They sing close harmony, stomp their feet and play electric guitars, but so do a lot of crew-cut American boys in slacks and sweaters, and they cause no riots.
Beatle clothes look about two sizes too small, and I’ve seen Hungarian sheep dogs with more attractive hairdos.
But thousands of squealing young girls get their message. Camera shots of panting youngsters in Sullivan’s audience were disquieting, in fact.
Maybe after two more exposures to the Beatles on television, all of us elderly people will become Beatlenuts, yeah, yeah, yeah, but I doubt it.
This copyrighted article was printed by the Oregonian (Portland, Oregon) on Feb. 11, 1964:
Behind the Mike
By Francis Murphy
…All of us must have had lumps in our throats when Ed Sullivan strode out on the stage Sunday and announced that Elvis Presley and the Colonel had sent congratulations to the Beatles. The audience screamed with amazement for a full 90 seconds. Sullivan raised his hands, palms outward, to quiet them, the same gesture he used the night he sawed Elvis in half. CBS-TV thoughtfully superimposed names on individual Beatles, since they all look obnoxiously similar to the uninitiated.
Their hairdos, apparently uncombed since they left England, were either considerably ruffled in the trans-Atlantic crossing or from their jumps onstage. Actually, what you could hear of the Beatles’ songs through the screams and sighs of the audience, didn’t seem outstanding.
Most interesting segments were shots of the audience, which gave you an idea of the type of individual who listens to KISN. The girls seemed in utter agony, many of them understandably holding their ears. Sullivan paid a closing tribute to the heroic work of the New York police, whose courageous record of protecting Castro and Tito gave them practice for this more overwhelming chore.

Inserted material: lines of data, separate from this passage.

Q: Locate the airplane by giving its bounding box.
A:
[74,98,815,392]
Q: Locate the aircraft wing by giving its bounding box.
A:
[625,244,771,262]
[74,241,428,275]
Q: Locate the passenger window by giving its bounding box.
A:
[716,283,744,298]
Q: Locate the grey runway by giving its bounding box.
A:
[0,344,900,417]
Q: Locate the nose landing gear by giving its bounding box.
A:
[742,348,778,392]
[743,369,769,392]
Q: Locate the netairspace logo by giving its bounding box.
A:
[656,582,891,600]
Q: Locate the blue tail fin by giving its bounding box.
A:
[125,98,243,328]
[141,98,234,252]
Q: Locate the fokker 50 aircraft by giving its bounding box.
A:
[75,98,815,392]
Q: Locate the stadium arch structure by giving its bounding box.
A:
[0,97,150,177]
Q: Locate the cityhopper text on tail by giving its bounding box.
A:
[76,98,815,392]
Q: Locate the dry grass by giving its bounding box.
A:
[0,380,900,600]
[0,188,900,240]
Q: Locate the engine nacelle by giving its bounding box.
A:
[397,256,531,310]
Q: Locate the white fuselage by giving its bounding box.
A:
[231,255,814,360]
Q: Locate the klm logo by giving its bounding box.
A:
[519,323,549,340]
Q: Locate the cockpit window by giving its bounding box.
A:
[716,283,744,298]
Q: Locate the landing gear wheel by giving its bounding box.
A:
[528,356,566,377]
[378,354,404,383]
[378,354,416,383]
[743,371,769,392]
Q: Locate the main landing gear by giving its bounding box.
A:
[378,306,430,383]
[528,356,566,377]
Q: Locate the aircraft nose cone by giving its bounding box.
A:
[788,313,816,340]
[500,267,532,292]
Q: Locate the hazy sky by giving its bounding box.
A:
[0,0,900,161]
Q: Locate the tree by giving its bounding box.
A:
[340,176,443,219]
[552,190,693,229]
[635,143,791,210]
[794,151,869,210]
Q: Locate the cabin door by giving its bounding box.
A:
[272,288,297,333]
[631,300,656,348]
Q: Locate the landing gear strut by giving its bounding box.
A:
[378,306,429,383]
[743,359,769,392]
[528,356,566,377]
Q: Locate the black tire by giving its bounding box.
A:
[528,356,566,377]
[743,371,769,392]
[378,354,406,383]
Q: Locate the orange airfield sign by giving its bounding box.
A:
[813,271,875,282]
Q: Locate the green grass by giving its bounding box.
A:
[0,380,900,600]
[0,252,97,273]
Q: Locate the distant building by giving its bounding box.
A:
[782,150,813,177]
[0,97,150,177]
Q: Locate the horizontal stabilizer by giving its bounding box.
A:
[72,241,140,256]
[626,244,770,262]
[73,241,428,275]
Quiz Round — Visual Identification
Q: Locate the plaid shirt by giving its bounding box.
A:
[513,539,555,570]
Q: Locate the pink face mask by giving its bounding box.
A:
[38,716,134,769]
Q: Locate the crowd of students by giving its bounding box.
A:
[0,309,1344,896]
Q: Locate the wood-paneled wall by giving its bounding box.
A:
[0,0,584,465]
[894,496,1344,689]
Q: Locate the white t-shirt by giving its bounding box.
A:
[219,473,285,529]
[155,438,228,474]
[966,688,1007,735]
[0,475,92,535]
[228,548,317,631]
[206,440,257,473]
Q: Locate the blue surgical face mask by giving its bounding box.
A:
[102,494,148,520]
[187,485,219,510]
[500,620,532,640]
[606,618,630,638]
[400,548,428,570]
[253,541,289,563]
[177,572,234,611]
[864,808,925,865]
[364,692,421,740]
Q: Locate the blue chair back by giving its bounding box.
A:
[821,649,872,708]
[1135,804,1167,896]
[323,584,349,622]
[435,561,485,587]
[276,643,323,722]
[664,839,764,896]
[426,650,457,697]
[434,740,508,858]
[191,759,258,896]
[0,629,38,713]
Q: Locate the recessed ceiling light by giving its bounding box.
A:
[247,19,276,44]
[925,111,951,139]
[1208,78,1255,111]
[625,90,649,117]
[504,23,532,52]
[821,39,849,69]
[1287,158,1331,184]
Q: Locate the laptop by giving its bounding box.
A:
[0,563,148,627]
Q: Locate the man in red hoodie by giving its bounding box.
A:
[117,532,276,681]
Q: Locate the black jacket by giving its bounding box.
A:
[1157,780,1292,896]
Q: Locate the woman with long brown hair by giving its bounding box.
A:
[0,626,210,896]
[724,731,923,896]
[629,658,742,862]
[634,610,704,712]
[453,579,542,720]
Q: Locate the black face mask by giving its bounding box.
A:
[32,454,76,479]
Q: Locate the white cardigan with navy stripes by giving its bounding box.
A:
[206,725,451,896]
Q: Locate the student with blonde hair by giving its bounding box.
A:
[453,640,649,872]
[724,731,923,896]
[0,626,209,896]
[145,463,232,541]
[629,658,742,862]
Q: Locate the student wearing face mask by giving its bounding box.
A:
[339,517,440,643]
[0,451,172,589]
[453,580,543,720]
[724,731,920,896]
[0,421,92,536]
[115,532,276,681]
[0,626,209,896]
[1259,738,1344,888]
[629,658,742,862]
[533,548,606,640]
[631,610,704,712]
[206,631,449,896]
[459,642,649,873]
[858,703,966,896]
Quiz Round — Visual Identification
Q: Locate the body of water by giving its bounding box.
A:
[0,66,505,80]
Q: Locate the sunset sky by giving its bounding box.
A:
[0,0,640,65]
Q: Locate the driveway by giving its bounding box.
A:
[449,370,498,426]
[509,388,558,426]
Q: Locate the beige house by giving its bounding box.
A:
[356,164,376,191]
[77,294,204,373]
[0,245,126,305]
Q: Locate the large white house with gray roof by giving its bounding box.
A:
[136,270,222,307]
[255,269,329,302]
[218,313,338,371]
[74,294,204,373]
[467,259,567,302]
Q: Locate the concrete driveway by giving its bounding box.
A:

This copyrighted article was printed by the Plain Dealer (Cleveland, Ohio) on Feb. 11, 1964:
Shades of Elvis!
Beatles on TV? Quick Henry, the Flit!
By Bert J. Reesing
Television viewers were taken from Sunday night’s usual calm to completely ridiculous pandemonium in the short space of an hour. The upsetting element was the heralded telecast of England’s Four Beatles on the Ed Sullivan drag, after a month-long buildup. Their appearance was so far-reaching in influence that Jack Paar resolved a long-standing feud with Sullivan to get two tickets, “front-row, center,” for his daughter Randy.
If young Randy is the levelheaded young lady Jack has had on his own show, perhaps today he’s sorry he made the move. She was surrounded by hundreds of addle-brained spectators if she made the scene.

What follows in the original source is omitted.